Sound propagation in air is accurately described by a small perturbation of the ambient pressure away from a quiescent state. This is the realm of linear acoustics, where the propagation of a time-harmonic wave can be modeled using the Helmholtz equation. When the wavelength is small relative to the size of a scattering obstacle, techniques from geometric optics are applicable. Geometric methods such as raytracing are often used for computational room acoustics simulations in situations where the geometry of the built environment is sufficiently complicated. At the same time, the high-frequency approximation of the Helmholtz equation is described by two partial differential equations: the eikonal equation, whose solution gives the first arrival time of a geometric acoustics/optics wavefront as a field; and a transport equation, the solution of which describes the amplitude of that wavefield. Phenomena related to high-frequency acoustic diffraction are frequently omitted from these models because of their complexity. These phenomena can be modeled using a high-frequency diffraction theory, such as the uniform theory of diffraction. Despite their shortcomings, geometric methods for room acoustics provide a useful trade-off between realism and computational efficiency.

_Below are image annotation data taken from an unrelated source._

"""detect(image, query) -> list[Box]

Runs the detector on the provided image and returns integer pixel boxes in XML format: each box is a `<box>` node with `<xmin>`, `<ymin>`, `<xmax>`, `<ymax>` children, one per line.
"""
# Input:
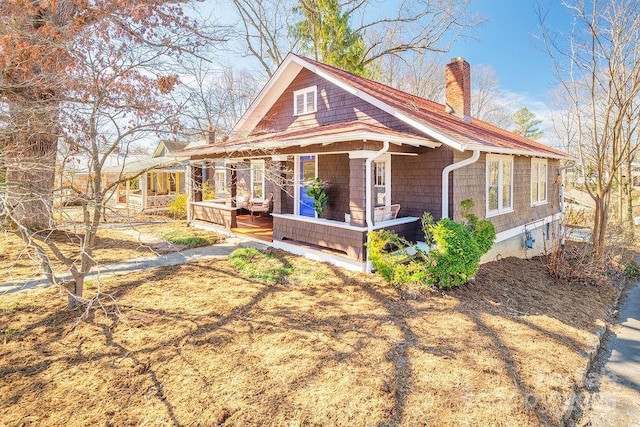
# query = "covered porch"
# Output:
<box><xmin>188</xmin><ymin>129</ymin><xmax>447</xmax><ymax>269</ymax></box>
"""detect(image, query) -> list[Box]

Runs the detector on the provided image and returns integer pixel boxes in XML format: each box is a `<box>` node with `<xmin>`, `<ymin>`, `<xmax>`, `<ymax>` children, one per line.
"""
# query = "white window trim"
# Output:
<box><xmin>214</xmin><ymin>162</ymin><xmax>229</xmax><ymax>194</ymax></box>
<box><xmin>250</xmin><ymin>159</ymin><xmax>266</xmax><ymax>199</ymax></box>
<box><xmin>529</xmin><ymin>158</ymin><xmax>549</xmax><ymax>206</ymax></box>
<box><xmin>484</xmin><ymin>154</ymin><xmax>514</xmax><ymax>218</ymax></box>
<box><xmin>293</xmin><ymin>153</ymin><xmax>318</xmax><ymax>217</ymax></box>
<box><xmin>373</xmin><ymin>154</ymin><xmax>391</xmax><ymax>206</ymax></box>
<box><xmin>293</xmin><ymin>86</ymin><xmax>318</xmax><ymax>116</ymax></box>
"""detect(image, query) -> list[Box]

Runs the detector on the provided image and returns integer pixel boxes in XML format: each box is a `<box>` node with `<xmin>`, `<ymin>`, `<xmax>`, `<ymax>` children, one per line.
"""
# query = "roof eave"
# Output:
<box><xmin>464</xmin><ymin>144</ymin><xmax>575</xmax><ymax>160</ymax></box>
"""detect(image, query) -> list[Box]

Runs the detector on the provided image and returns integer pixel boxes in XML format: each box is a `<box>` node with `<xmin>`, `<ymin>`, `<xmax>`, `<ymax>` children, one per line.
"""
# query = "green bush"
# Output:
<box><xmin>167</xmin><ymin>194</ymin><xmax>187</xmax><ymax>219</ymax></box>
<box><xmin>367</xmin><ymin>230</ymin><xmax>427</xmax><ymax>286</ymax></box>
<box><xmin>306</xmin><ymin>178</ymin><xmax>329</xmax><ymax>216</ymax></box>
<box><xmin>427</xmin><ymin>218</ymin><xmax>482</xmax><ymax>288</ymax></box>
<box><xmin>367</xmin><ymin>199</ymin><xmax>496</xmax><ymax>288</ymax></box>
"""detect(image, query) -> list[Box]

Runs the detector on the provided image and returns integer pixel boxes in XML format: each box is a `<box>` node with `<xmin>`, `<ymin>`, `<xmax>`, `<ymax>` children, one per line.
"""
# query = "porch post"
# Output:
<box><xmin>184</xmin><ymin>163</ymin><xmax>193</xmax><ymax>225</ymax></box>
<box><xmin>265</xmin><ymin>155</ymin><xmax>293</xmax><ymax>214</ymax></box>
<box><xmin>349</xmin><ymin>157</ymin><xmax>367</xmax><ymax>227</ymax></box>
<box><xmin>141</xmin><ymin>172</ymin><xmax>149</xmax><ymax>211</ymax></box>
<box><xmin>229</xmin><ymin>163</ymin><xmax>238</xmax><ymax>228</ymax></box>
<box><xmin>191</xmin><ymin>166</ymin><xmax>202</xmax><ymax>202</ymax></box>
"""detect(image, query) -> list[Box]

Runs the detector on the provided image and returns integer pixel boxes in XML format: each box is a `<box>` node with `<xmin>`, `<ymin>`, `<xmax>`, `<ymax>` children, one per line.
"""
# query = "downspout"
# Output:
<box><xmin>558</xmin><ymin>162</ymin><xmax>576</xmax><ymax>246</ymax></box>
<box><xmin>185</xmin><ymin>162</ymin><xmax>193</xmax><ymax>226</ymax></box>
<box><xmin>441</xmin><ymin>150</ymin><xmax>480</xmax><ymax>218</ymax></box>
<box><xmin>364</xmin><ymin>141</ymin><xmax>389</xmax><ymax>272</ymax></box>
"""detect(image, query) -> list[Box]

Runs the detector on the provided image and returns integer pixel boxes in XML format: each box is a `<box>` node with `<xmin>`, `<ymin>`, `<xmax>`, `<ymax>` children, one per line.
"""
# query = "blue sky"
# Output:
<box><xmin>449</xmin><ymin>0</ymin><xmax>571</xmax><ymax>103</ymax></box>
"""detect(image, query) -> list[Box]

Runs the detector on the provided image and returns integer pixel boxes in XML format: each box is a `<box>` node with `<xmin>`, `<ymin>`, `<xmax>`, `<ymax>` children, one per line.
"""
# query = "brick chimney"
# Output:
<box><xmin>207</xmin><ymin>126</ymin><xmax>216</xmax><ymax>144</ymax></box>
<box><xmin>445</xmin><ymin>56</ymin><xmax>471</xmax><ymax>123</ymax></box>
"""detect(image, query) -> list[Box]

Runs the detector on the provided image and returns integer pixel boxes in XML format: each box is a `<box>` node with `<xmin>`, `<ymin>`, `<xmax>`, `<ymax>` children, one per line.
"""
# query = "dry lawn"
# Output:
<box><xmin>0</xmin><ymin>251</ymin><xmax>616</xmax><ymax>426</ymax></box>
<box><xmin>0</xmin><ymin>221</ymin><xmax>224</xmax><ymax>283</ymax></box>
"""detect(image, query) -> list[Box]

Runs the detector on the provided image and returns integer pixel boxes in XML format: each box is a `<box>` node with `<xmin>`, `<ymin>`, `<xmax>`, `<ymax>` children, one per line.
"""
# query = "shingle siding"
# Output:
<box><xmin>257</xmin><ymin>68</ymin><xmax>424</xmax><ymax>134</ymax></box>
<box><xmin>452</xmin><ymin>152</ymin><xmax>560</xmax><ymax>233</ymax></box>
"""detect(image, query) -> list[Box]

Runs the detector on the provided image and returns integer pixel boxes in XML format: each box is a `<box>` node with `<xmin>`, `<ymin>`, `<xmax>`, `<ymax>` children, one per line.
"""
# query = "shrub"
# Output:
<box><xmin>167</xmin><ymin>194</ymin><xmax>187</xmax><ymax>219</ymax></box>
<box><xmin>427</xmin><ymin>218</ymin><xmax>483</xmax><ymax>288</ymax></box>
<box><xmin>460</xmin><ymin>199</ymin><xmax>496</xmax><ymax>256</ymax></box>
<box><xmin>367</xmin><ymin>199</ymin><xmax>496</xmax><ymax>288</ymax></box>
<box><xmin>367</xmin><ymin>230</ymin><xmax>427</xmax><ymax>286</ymax></box>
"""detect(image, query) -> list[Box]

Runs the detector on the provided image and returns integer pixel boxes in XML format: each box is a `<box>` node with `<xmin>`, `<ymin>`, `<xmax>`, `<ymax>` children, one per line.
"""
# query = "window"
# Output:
<box><xmin>251</xmin><ymin>160</ymin><xmax>264</xmax><ymax>199</ymax></box>
<box><xmin>531</xmin><ymin>159</ymin><xmax>547</xmax><ymax>206</ymax></box>
<box><xmin>373</xmin><ymin>156</ymin><xmax>391</xmax><ymax>206</ymax></box>
<box><xmin>487</xmin><ymin>155</ymin><xmax>513</xmax><ymax>217</ymax></box>
<box><xmin>293</xmin><ymin>86</ymin><xmax>318</xmax><ymax>116</ymax></box>
<box><xmin>213</xmin><ymin>162</ymin><xmax>227</xmax><ymax>194</ymax></box>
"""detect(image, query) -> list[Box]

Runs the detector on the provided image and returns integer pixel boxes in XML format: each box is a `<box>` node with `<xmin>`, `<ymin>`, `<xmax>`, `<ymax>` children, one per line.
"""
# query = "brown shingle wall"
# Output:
<box><xmin>318</xmin><ymin>154</ymin><xmax>350</xmax><ymax>221</ymax></box>
<box><xmin>273</xmin><ymin>218</ymin><xmax>366</xmax><ymax>261</ymax></box>
<box><xmin>452</xmin><ymin>153</ymin><xmax>560</xmax><ymax>232</ymax></box>
<box><xmin>252</xmin><ymin>68</ymin><xmax>416</xmax><ymax>134</ymax></box>
<box><xmin>349</xmin><ymin>159</ymin><xmax>367</xmax><ymax>227</ymax></box>
<box><xmin>391</xmin><ymin>147</ymin><xmax>453</xmax><ymax>219</ymax></box>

Motivated by the limitations of geometric methods, we approach the problem of geometric acoustics using numerical methods for solving partial differential equations. Our focus is offline sound propagation in a high-frequency regime where directly solving the wave or Helmholtz equations is infeasible. To this end, we conduct a broad-based survey of semi-Lagrangian solvers for the eikonal equation, which make the local ray information of the solution explicit. We develop efficient, first-order solvers for the eikonal equation in 3D, called ordered line integral methods (OLIMs). The OLIMs provide intuition about how to design work-efficient semi-Lagrangian eikonal solvers, but their first order accuracy is not sufficient to compute the amplitude consistently. Motivated by the requirements of sound propagation simulations, we develop higher-order semi-Lagrangian eikonal solvers which we term jet marching methods (JMMs). JMMs augment the efficiency of OLIMs by additionally transporting higher-order derivative information of the eikonal in a causal fashion, which allows for high-order solution of the eikonal equation using compact stencils. We use the information made available locally by our JMMs to use paraxial raytracing to simultaneously solve the transport equation yielding the amplitude. We initially develop a JMM which handles a smoothly varying speed of sound on a regular grid in 2D. Motivated by the requirements of room acoustics applications, we develop a second-order JMM for solving the eikonal equation on a tetrahedron mesh for a constant speed of sound as a special case. As before, we use paraxial raytracing to compute the amplitude. Additionally, we compute multiple arrivals by reinitializing the eikonal equation on reflecting walls and diffracting edges. To compute these scattered fields, we devise algorithms which allow us to apply reflection and diffraction boundary conditions for the eikonal and amplitude. For the amplitude, we construct algorithms that allow us to apply the uniform theory of diffraction in a semi-Lagrangian setting efficiently.